A release from the two groups said that the hearing will focus on the impact of the mining and fossil fuels industries on the economic, social, cultural and environmental rights of women, Indigenous, Afro-descendent, and rural communities in the Caribbean.
Melinda Janki, Executive Director of the JIG in a press release on the letter of October 25th to IACHR said, “The Amerindian Act 2006 gives Amerindian communities absolute and collective landownership, ownership of forests and the carbon extracted by those forests, control of mining and control of resources. Yet this Request claims the opposite. It even misrepresents the Upper Mazaruni land claim as a constitutional claim for collective title when it is a land claim by five Akawaio communities and one Arecuna community who already own around 1,500 square miles under collective titles.”
Janki noted in the release that the government has also announced possible collaboration with Brazilian agri-business in the Rupununi despite Brazil’s record of abuse and exploitation of its indigenous peoples.
“The Wapichan in Brazil do not own the land they have occupied from time immemorial. In contrast the Wapichan in the Rupununi, who came to Guyana at the end of the eighteenth century, own land under absolute collective titles guaranteed by the Amerindian Act 2006”, Janki said.
The JIG press release said that the letter to the IACHR summarises the Amerindian Act 2006 as it applies to land and natural resources and refers the Commissioners to published articles including one by Dr Arif Bulkan which dismisses as ‘blatantly false’ claims that the Amerindian Act 2006 does not protect traditional rights.

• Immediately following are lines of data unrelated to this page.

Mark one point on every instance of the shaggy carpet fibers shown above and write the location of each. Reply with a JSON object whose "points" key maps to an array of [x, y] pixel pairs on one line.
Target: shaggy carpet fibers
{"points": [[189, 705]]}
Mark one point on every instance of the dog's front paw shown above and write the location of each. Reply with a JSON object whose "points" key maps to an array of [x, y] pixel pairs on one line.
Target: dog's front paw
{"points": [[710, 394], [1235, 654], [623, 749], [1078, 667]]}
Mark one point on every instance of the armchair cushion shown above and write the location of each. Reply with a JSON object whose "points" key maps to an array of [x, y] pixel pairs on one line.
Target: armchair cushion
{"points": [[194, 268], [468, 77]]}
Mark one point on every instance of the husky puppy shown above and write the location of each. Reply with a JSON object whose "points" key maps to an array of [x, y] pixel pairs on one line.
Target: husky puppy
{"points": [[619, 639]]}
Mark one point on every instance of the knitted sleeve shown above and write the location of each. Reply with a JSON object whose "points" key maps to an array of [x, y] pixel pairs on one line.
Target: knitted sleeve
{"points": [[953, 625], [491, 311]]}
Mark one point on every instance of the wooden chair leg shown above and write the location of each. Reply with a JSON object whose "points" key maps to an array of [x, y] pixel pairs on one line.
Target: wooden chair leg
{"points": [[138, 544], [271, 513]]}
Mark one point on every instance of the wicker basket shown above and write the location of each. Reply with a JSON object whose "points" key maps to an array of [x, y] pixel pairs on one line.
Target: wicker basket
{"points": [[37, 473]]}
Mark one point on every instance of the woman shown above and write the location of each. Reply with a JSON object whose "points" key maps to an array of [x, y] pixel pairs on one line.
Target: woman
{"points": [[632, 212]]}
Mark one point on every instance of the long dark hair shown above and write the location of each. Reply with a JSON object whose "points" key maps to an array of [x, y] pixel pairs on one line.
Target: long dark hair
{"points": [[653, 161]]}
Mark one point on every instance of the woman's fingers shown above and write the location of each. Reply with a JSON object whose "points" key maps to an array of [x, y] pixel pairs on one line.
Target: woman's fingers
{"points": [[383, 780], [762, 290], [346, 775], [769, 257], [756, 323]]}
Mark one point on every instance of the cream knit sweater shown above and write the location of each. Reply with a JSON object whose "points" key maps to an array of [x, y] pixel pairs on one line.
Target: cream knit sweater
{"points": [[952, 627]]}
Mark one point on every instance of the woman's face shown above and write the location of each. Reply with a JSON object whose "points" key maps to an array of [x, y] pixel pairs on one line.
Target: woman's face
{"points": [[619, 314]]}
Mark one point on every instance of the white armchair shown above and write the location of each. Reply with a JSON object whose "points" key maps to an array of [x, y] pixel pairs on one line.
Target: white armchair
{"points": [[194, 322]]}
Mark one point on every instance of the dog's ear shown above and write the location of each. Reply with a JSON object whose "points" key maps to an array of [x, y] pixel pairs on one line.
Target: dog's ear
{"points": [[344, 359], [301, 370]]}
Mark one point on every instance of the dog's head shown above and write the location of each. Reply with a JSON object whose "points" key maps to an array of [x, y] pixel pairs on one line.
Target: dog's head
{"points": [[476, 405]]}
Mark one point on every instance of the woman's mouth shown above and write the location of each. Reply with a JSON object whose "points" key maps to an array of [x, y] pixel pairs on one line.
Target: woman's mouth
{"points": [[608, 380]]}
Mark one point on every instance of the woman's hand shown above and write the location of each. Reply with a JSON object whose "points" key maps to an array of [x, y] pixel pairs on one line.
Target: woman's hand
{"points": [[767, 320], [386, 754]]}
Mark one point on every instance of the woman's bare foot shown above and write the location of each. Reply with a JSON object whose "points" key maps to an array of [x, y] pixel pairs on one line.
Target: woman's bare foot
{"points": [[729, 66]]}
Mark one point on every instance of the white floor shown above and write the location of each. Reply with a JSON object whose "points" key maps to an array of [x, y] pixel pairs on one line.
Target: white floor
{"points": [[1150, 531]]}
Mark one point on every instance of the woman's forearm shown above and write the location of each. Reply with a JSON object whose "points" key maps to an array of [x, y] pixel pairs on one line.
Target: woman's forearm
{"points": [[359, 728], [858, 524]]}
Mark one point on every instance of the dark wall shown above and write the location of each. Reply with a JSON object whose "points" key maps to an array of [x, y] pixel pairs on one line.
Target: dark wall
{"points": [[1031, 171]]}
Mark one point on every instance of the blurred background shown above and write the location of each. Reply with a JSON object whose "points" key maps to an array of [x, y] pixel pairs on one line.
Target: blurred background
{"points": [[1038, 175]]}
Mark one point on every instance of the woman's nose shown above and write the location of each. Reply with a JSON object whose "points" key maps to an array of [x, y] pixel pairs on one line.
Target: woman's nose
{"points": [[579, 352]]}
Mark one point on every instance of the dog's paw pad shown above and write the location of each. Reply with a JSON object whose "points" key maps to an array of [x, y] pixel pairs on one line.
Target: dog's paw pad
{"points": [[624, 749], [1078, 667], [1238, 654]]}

The JIG press release quotes Janki as saying, “Elements within civil society have persistently spread misinformation about the Amerindian Act 2006. When people believe this misinformation they don’t use the law. Then we hear that the problem is the law, not the misinformation about the law.”
The Amerindian Act 2006 is the one law that protects Guyana’s Amerindian peoples from abuse and exploitation, the letter to the IACHR said.
Janki added in the press release: “There is a serious risk that the government will prioritise business over Amerindian rights. Amerindian communities need to use this law now before it is dismantled.”
JIG’s letter to the IACHR stated that “Fossil fuels threaten Guyana, the Caribbean and the rest of the world. The Request does not reflect in-country opposition to fossil fuels and is both misleading and unhelpful.
“The Amerindian Act 2006 and other national laws provide legal rights and remedies for Amerindian peoples in Guyana. However the Amerindian peoples do not use those their rights and remedies. In many cases they do not know that they have those rights and remedies and they believe the misinformation about the Amerindian Act 2006.
“The Request ignores the successes of the Amerindian peoples who have successfully used their rights. Perhaps the best example is the WaiWai who have absolute title to 2,300 square miles and have used their legal power to make their territory a protected area that they own and control”.